Lifetime's all-black remake of Steel Magnolias: Good idea?

The popular Julia Roberts weepfest is headed to the small screen, with some of Hollywood's most talented black women stepping into the iconic roles

The 1989 weepy classic "Steel Magnolias"
(Image credit: Wikimedia Commons)

The campy-yet-poignant 1989 tearjerker Steel Magnolias earned a pre-Pretty Woman Julia Roberts her first Oscar nomination and grossed $96 million at the box office. Now the film, which also starred Sally Field, Dolly Parton, and Olympia Dukakis as a close-knit circle of friends in rural Louisiana, is being remade as a Lifetime TV movie — this time with an all-black cast. The project will be directed by Kenny Leon, who directed the TV-movie version of A Raisin in the Sun starring Sean "P. Diddy" Combs. Some commentators are questioning the new Steel Magnolias' all-black casting treatment, considering that race relations play little part in the film's plot (none, really). Still, could this work?

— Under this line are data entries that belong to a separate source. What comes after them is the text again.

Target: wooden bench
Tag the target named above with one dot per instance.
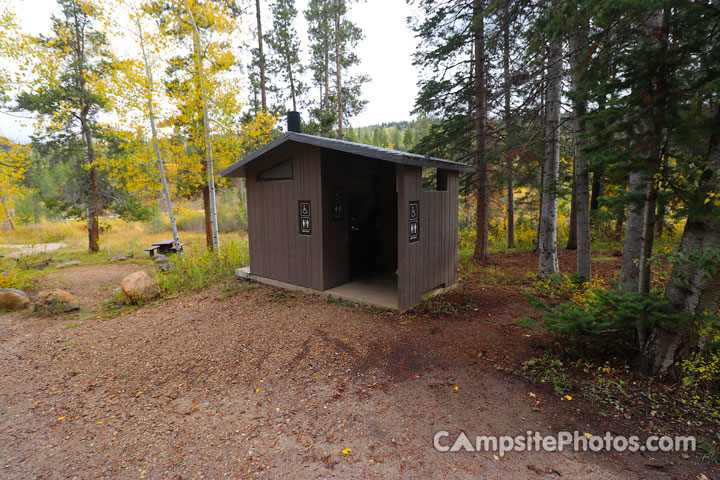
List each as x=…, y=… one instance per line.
x=164, y=247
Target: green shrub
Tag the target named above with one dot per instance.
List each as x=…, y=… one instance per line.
x=199, y=268
x=604, y=316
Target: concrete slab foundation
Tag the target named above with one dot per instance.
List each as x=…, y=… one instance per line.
x=379, y=290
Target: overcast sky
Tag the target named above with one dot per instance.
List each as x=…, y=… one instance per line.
x=385, y=53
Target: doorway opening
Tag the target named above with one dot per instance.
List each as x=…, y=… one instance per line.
x=372, y=211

No, this makes no sense at all: Of all properties to remake with an all-black cast, says Megan Angelo at Business Insider, why this? Other productions that have gone this route, like Cat on a Hot Tin Roof and Hamlet, had themes, time periods, and plots that resonated in new ways when the cast was uniformly black. "Not ditto for Dolly Parton and armadillo cake." Considering that the script will likely have to be re-written, "why not just start from scratch altogether, instead of awkwardly calling it an all-black remake?"